ただ、こんなことを言うと減税派の皆さんから吊し上げられそうだが、石破首相はそれほどおかしなことを言っていない。むしろ、国際社会から見ると、石破首相をボロカスにこき下ろしている人たちの方が「えっ? この人たち、日本を内部から崩壊させようとしてない?」と思われてしまうだろう。

 世界では物価上昇に合わせて、政府や自治体がしっかりと最低賃金を引き上げていくのが「常識」だからだ。

 例えば、経済成長著しい台湾では賃金も力強く上がっているが、これは減税をして景気がよくなって企業が自発的に賃上げをしたわけではない。2016年に始まった蔡英文政権が24年5月までに、「最低賃金を3万元まで引き上げる」ということを目標に掲げて、計画的に実行してきたからだ。

《「中央通信社」によると、主計総処国勢普査処の陳恵欣副処長は、蔡英文政権による最低賃金の引き上げが、全体の賃金上昇につながったと指摘》(JETRO ビジネス短信 賃上げが続く台湾、今後も賃金上昇の見通し 2020年12月8日) 

 この方針は今も続いている。だから、台湾では「最低賃金の引き上げ? そんなバカな政策をする首相は売国奴か工作員に決まっている!」みたいな倒閣運動は起きない。

 だが、このような話をすると決まって、「最低賃金の引き上げには中小企業が倒産するなどの副作用があるのでもっと慎重にすべきだ」とか言い出す人がいるが、世界ではそういうロジックで最低賃金引き上げを見送るような国は少ない。

 物価が上昇しているのだから労働者は賃金が上がらなければ生活できない。消費を冷え込ませないためにも、企業が対応するのが当然という考え方が一般的だ。

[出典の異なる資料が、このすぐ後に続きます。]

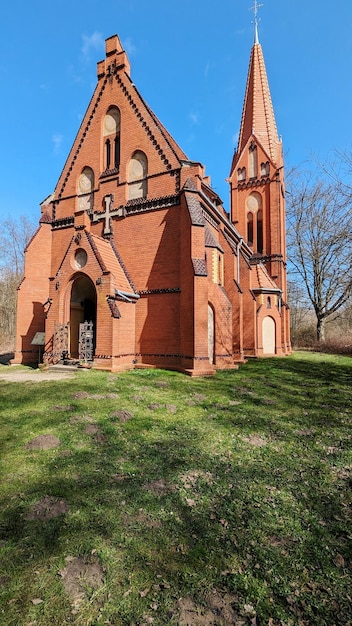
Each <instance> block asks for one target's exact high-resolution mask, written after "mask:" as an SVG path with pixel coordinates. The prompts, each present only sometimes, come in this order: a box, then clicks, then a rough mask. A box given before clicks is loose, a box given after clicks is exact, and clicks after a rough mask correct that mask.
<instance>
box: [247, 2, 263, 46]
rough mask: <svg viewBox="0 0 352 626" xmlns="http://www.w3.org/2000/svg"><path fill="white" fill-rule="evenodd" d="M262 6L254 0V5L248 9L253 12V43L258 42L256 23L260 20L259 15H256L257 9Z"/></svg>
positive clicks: (257, 12)
mask: <svg viewBox="0 0 352 626" xmlns="http://www.w3.org/2000/svg"><path fill="white" fill-rule="evenodd" d="M262 6H263V5H262V4H258V0H254V6H252V7H251V8H250V9H249V10H250V11H253V13H254V21H253V22H252V24H254V43H259V37H258V24H259V22H260V17H258V9H259V8H260V7H262Z"/></svg>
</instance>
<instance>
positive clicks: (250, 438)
mask: <svg viewBox="0 0 352 626" xmlns="http://www.w3.org/2000/svg"><path fill="white" fill-rule="evenodd" d="M243 441H246V442H247V443H249V444H250V445H251V446H254V447H255V448H262V447H263V446H266V445H267V443H268V442H267V441H266V439H264V438H263V437H260V435H256V434H253V435H249V437H243Z"/></svg>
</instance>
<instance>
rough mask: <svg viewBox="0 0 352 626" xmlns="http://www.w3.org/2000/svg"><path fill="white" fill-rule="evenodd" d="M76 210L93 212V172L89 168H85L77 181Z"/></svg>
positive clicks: (93, 191) (93, 178)
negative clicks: (76, 204)
mask: <svg viewBox="0 0 352 626" xmlns="http://www.w3.org/2000/svg"><path fill="white" fill-rule="evenodd" d="M77 195H78V209H79V210H80V211H87V212H88V213H89V212H91V211H92V210H93V206H94V172H93V170H92V169H91V168H90V167H85V168H84V169H83V170H82V173H81V175H80V177H79V179H78V189H77Z"/></svg>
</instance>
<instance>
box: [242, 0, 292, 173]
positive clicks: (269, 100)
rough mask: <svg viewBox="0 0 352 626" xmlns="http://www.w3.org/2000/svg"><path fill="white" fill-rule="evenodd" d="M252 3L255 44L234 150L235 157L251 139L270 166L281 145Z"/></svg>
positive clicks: (255, 6)
mask: <svg viewBox="0 0 352 626" xmlns="http://www.w3.org/2000/svg"><path fill="white" fill-rule="evenodd" d="M260 6H262V5H260V4H258V2H257V0H255V1H254V7H252V10H253V12H254V44H253V46H252V50H251V57H250V63H249V70H248V76H247V85H246V93H245V99H244V105H243V111H242V120H241V127H240V133H239V141H238V147H237V156H240V154H241V152H242V150H243V149H244V147H245V145H246V144H247V142H248V139H249V138H250V137H251V136H253V138H254V139H256V140H257V141H258V142H259V143H260V144H261V145H262V147H263V149H264V150H265V152H266V153H267V155H268V157H269V158H270V159H271V161H272V162H273V163H278V162H279V161H280V158H281V141H280V139H279V135H278V132H277V127H276V121H275V116H274V110H273V105H272V100H271V94H270V88H269V82H268V77H267V73H266V68H265V62H264V56H263V51H262V47H261V45H260V43H259V38H258V23H259V18H258V8H259V7H260Z"/></svg>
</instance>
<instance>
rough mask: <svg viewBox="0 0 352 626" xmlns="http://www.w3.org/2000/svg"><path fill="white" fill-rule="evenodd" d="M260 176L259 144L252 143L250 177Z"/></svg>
mask: <svg viewBox="0 0 352 626" xmlns="http://www.w3.org/2000/svg"><path fill="white" fill-rule="evenodd" d="M257 176H258V159H257V146H256V145H255V144H254V143H252V144H251V145H250V148H249V178H257Z"/></svg>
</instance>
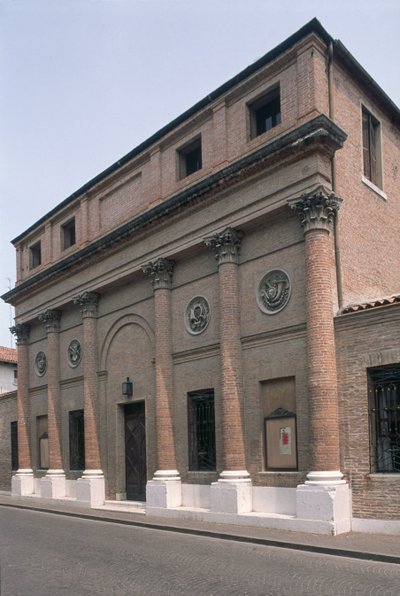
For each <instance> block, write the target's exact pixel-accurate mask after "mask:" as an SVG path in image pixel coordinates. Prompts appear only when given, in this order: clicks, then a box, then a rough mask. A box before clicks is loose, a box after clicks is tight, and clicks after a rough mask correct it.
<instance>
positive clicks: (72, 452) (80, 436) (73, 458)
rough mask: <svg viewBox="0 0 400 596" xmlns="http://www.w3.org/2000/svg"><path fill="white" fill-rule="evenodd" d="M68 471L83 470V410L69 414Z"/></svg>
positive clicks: (84, 443)
mask: <svg viewBox="0 0 400 596" xmlns="http://www.w3.org/2000/svg"><path fill="white" fill-rule="evenodd" d="M69 469H70V470H84V469H85V424H84V415H83V410H74V411H72V412H70V413H69Z"/></svg>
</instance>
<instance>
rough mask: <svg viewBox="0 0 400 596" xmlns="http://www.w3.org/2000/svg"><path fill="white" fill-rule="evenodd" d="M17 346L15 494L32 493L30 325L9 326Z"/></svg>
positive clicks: (11, 482)
mask: <svg viewBox="0 0 400 596" xmlns="http://www.w3.org/2000/svg"><path fill="white" fill-rule="evenodd" d="M10 331H11V333H13V335H15V338H16V341H17V347H18V392H17V408H18V462H19V468H18V470H17V473H16V474H14V475H13V477H12V480H11V493H12V494H13V495H16V496H20V495H30V494H32V493H33V490H34V485H33V471H32V463H31V446H30V403H29V332H30V325H26V324H18V325H15V327H11V329H10Z"/></svg>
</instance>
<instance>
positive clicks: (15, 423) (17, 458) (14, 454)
mask: <svg viewBox="0 0 400 596" xmlns="http://www.w3.org/2000/svg"><path fill="white" fill-rule="evenodd" d="M18 468H19V463H18V422H16V421H15V422H11V470H13V471H14V470H18Z"/></svg>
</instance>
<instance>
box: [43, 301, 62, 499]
mask: <svg viewBox="0 0 400 596" xmlns="http://www.w3.org/2000/svg"><path fill="white" fill-rule="evenodd" d="M60 320H61V311H60V310H55V309H49V310H46V311H45V312H44V313H42V314H41V315H39V321H41V322H42V323H44V326H45V328H46V333H47V424H48V434H49V470H48V471H47V474H46V476H45V477H44V478H42V479H41V487H40V490H41V496H42V497H45V498H50V499H58V498H60V497H65V486H66V485H65V473H64V469H63V463H62V449H61V412H60V411H61V407H60V348H59V332H60Z"/></svg>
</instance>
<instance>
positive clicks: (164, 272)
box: [142, 257, 175, 290]
mask: <svg viewBox="0 0 400 596" xmlns="http://www.w3.org/2000/svg"><path fill="white" fill-rule="evenodd" d="M174 267H175V261H171V260H170V259H164V258H162V257H160V258H159V259H156V260H155V261H150V263H148V264H147V265H143V267H142V271H143V273H144V274H145V275H148V276H150V277H151V282H152V284H153V289H154V290H158V289H160V288H167V289H169V288H171V285H172V276H173V272H174Z"/></svg>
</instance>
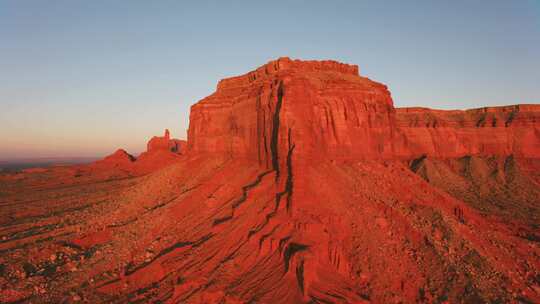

 それができない経営者は「時代の変化」についていけないということなので、市場から退場していただく。厳しいように聞こえるかもしれないが、経済というのはそのような「産業の新陳代謝」が繰り返されて成長していくものだ。

 しかも、最低賃金を引き上げると確かに一時的には失業者は増えるが、それが未来永劫(えいごう)続くわけではない。